Thursday, May 16, 2013

Treaty Promise and Treaty Reality Personified

 
 
When Sue and her daughter, Marina, pull up the lane at Philip and Michelle's on Peepeekisis First Nation, Sue calls through the trees. "Sheena, come here." Sue is rummaging in her back seat, and I can't really see, but she seems to be pulling out a box. I skip down the steps, off the deck, thinking, "Puppy. I'll bet she has a new puppy."
 
Sue has a broken shovel, signs, garden-themed gift wrap, and overalls. Marina puts a cowboy hat on me. "You can be 'Treaty Promises'," Sue says. "I'll be 'Treaty Realities'."
 
This is the opening act to our Idle No More Community Circle potluck and meeting.
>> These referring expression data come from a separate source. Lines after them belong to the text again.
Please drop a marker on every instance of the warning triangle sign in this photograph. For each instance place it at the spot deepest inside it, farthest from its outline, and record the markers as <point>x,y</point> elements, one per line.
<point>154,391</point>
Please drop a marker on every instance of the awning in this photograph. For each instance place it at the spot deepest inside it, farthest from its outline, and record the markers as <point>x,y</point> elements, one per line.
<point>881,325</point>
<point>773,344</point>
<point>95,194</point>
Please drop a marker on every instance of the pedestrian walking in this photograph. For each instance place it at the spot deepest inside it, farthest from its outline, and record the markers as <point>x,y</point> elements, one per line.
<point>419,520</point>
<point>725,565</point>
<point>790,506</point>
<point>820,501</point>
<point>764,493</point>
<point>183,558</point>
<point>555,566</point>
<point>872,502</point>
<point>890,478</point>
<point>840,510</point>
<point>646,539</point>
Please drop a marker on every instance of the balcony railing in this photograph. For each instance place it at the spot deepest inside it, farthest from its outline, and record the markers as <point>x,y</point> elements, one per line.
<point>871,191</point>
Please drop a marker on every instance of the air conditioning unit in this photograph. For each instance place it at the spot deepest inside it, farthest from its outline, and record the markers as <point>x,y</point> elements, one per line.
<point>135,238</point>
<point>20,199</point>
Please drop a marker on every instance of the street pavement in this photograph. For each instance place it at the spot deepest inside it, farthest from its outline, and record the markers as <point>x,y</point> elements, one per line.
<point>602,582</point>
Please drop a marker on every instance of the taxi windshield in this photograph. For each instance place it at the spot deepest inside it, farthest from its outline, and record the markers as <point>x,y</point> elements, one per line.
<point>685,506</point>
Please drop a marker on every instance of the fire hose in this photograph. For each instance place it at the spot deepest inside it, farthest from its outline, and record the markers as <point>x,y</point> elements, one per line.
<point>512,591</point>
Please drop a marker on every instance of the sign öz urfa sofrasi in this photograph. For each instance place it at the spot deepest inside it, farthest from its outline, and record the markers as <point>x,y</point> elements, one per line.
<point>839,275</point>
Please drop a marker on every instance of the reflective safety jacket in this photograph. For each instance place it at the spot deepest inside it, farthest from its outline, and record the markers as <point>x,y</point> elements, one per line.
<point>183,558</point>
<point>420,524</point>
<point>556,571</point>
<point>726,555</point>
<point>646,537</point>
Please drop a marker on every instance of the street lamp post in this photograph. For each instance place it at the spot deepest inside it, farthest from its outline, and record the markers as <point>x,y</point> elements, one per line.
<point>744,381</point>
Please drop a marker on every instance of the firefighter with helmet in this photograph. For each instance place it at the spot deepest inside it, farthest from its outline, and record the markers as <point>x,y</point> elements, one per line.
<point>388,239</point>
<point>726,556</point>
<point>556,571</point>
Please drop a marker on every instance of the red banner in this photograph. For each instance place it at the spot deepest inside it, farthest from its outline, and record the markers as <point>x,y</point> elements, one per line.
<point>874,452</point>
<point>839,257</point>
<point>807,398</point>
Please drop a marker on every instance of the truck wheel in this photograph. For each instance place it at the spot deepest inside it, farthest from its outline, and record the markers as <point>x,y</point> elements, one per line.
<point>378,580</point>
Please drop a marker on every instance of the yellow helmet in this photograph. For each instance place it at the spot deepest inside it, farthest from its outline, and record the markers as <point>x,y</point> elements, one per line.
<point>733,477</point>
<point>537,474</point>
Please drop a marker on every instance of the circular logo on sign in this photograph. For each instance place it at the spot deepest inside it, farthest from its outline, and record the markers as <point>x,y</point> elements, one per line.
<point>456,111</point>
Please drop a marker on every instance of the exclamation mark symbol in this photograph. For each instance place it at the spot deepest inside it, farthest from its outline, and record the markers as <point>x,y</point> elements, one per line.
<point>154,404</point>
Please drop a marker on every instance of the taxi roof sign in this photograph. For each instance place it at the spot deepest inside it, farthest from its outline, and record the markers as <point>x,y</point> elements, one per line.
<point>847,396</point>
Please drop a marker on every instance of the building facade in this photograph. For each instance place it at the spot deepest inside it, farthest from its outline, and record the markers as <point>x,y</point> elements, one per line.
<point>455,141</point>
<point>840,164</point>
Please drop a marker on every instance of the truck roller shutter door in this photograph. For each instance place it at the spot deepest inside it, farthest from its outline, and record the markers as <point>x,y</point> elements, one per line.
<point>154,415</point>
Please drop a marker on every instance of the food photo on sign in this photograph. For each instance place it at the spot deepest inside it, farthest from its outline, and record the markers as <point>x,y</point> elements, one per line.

The only better entrance is when Marina's boyfriend shows up on horseback as the sun is setting.
 
Later, Angela posts this quote on our Fort Qu'Appelle Idle No More facebook page.
 
"...the older students wore radio parts on their lapels like jewellery- and so I explained about 'resistors', and that the first subversion is a joke, because humor is always a big signal to the authorities, who never understand this, that the people are dangerously serious and that the second most important subversive act is to demonstrate affection, because it is something no one can regulate or make illegal." Anne Michael's Winter Vault, p.316.